The audience here may also be wondering, well, what about all of the religious and spiritual “humanists”; shouldn’t they be allowed into the conversation as well, instead of blocked off by the presumption that “humanism” is dominated by “atheism” or “secularism”? So to be more specific, it’s rather a “secular humanism” or “atheist humanism” that you are representing, is that correct? I ask because it helps to understand your defense of Darwin’s “regrets” or “non-regrets” in our interaction. A theist defending Darwin would likely approach this feature of Darwin’s autobiography differently, as was done by several people above.

“and many others who were and are willing to test their beliefs and interact as peers with non-Christians”

This doesn’t really cover it. Interaction as peers is already common in “secular” contexts. Likely more involved is atheist humanism presupposing to require religious theists to adopt what amount to “heresies” based on loosely scientific (or “sciency”) results and mainly ideological say-so. Ideological evolutionism, beyond Darwin’s wildest dreams, has a tendency to produce such attitude and thinking, but so does historicism, if one is able to take a reflexively critical look at ideologies.

It’s been welcome to dig into Darwin’s letters a bit more in response to responses in this thread. Thankful for the discoveries there.

“I have lately read Morley’s Life of Voltaire & he insists strongly that direct attacks on Christianity (even when written with the wonderful force & vigour of Voltaire) produce little permanent effect: real good seems only to follow from slow & silent side attacks. - I have been talking on this head with Litchfield, & he strongly concurs, & insists how easily a man may for ever destroy his own influence.” - Charles Darwin to G.H. Darwin (1873) | Darwin Correspondence Project

@Peter, thank you for responding.

How can you attest to my long track record of bad deeds if you are new to the website?

The way to refute my unfounded claims is to refute them, which you have endeavored to do. Then was my turn to respond, which I have, so now it is your turn . Please do so and stop all this ad hominem.

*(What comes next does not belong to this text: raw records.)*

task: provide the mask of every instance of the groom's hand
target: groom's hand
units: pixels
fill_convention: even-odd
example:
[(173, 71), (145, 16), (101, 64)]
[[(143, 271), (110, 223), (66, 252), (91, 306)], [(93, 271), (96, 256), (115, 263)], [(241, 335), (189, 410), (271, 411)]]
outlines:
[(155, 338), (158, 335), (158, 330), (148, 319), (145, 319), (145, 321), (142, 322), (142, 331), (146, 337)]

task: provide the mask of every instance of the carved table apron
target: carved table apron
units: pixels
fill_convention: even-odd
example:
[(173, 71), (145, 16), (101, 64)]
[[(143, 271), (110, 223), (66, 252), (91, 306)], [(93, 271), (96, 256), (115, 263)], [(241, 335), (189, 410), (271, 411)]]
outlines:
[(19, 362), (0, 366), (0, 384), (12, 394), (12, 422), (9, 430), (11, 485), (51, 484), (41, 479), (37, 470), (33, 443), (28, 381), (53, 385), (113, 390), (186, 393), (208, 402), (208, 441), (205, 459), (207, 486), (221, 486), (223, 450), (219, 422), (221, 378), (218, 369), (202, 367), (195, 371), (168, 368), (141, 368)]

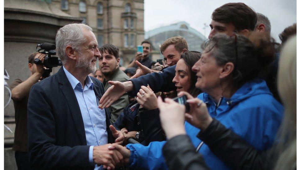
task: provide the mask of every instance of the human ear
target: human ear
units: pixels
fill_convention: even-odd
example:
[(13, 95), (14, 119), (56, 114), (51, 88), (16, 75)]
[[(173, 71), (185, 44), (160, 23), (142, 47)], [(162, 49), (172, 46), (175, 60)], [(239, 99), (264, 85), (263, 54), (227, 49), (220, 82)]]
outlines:
[(31, 72), (33, 70), (33, 64), (31, 63), (29, 63), (28, 67), (29, 69), (29, 71)]
[(261, 24), (257, 27), (255, 30), (257, 32), (264, 32), (265, 31), (265, 25)]
[(233, 72), (235, 67), (233, 63), (231, 62), (227, 63), (222, 67), (219, 77), (221, 79), (225, 78), (231, 75)]
[(76, 52), (71, 46), (67, 46), (65, 47), (65, 53), (70, 59), (72, 60), (76, 59)]
[(120, 58), (117, 59), (117, 67), (119, 66), (120, 64)]

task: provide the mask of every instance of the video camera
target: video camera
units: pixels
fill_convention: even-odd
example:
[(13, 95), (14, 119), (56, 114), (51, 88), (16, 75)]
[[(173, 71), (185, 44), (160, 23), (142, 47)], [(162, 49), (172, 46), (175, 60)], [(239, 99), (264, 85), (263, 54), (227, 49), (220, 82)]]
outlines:
[[(38, 49), (38, 47), (40, 47), (40, 49)], [(46, 68), (42, 74), (43, 79), (49, 76), (53, 67), (62, 65), (61, 60), (58, 59), (58, 57), (52, 56), (52, 55), (56, 54), (56, 51), (54, 50), (56, 49), (56, 45), (47, 42), (38, 44), (36, 47), (36, 51), (46, 55), (43, 63), (38, 58), (35, 59), (34, 61), (34, 63), (36, 64), (43, 65)], [(44, 51), (42, 51), (43, 50)]]

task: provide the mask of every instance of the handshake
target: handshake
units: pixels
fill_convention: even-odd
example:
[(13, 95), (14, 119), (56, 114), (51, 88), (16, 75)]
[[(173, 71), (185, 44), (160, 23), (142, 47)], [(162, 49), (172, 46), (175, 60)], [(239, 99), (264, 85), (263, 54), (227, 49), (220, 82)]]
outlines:
[(128, 163), (130, 151), (120, 145), (124, 139), (121, 131), (116, 130), (112, 125), (110, 129), (116, 138), (116, 143), (94, 146), (93, 159), (98, 166), (102, 165), (105, 169), (114, 169), (115, 166)]

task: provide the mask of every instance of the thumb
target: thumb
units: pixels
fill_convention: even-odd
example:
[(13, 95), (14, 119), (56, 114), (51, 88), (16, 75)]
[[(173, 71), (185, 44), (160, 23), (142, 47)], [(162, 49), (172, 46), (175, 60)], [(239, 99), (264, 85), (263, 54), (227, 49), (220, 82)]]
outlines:
[[(118, 82), (117, 82), (118, 81)], [(109, 81), (108, 84), (112, 85), (116, 85), (119, 82), (119, 81)]]
[(140, 68), (141, 68), (141, 69), (142, 69), (142, 68), (144, 68), (144, 66), (141, 64), (141, 63), (140, 63), (140, 62), (138, 61), (138, 60), (136, 60), (135, 63), (136, 63), (136, 64), (139, 67), (140, 67)]
[(111, 129), (111, 131), (113, 134), (115, 133), (118, 132), (118, 131), (116, 130), (116, 128), (111, 124), (109, 125), (109, 129)]
[(148, 88), (149, 89), (149, 90), (151, 90), (152, 91), (152, 91), (152, 89), (151, 88), (151, 87), (149, 86), (149, 85), (148, 84), (147, 84), (147, 88)]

I have been thinking that the charge that I made that you created strawman was not quite accurate. The problem is that you do not understand the nature of predation. Predation - prey is symbiosis in that culls the herd. It prevents the herd from growing so large that Malthus would be right and there is not enough food for all. Also of course Survival of the fittest is intraspecies conflict, while coevolution based on predation is interspecies.

I understand that the discussions can get a little rough. I warned you that I am not “a nice guy.” If you can not take it, then it would be best to leave. .

“it would be best to leave.”

No, Roger. Your views are simply irrelevant to science. As a non-scientist, that shouldn’t surprise you.

Well now @Gregory who made you the all-knowing authority?

[quote=“Peter, post:132, topic:44348”]
I did not say that lives lived or still living are in reality pointless or meaningless. Learn to tell the difference between talking about how one interprets reality and what reality is.

You say that Reality is apparently cruel, empty, and a struggle, So what is it if it is not harsh?

Not me, the record, Roger. Please stop looking at me. This is not about me. Your views as a non-scientist are and remain simply irrelevant to science. So that’s how I treat them, no matter how much you implore otherwise. Yours is the kind of resume that is easy to know what to do with when it comes across the recruiter’s desk: Is the candidate qualified to pontificate about ecology due to scientific experience and knowledge, yes or no?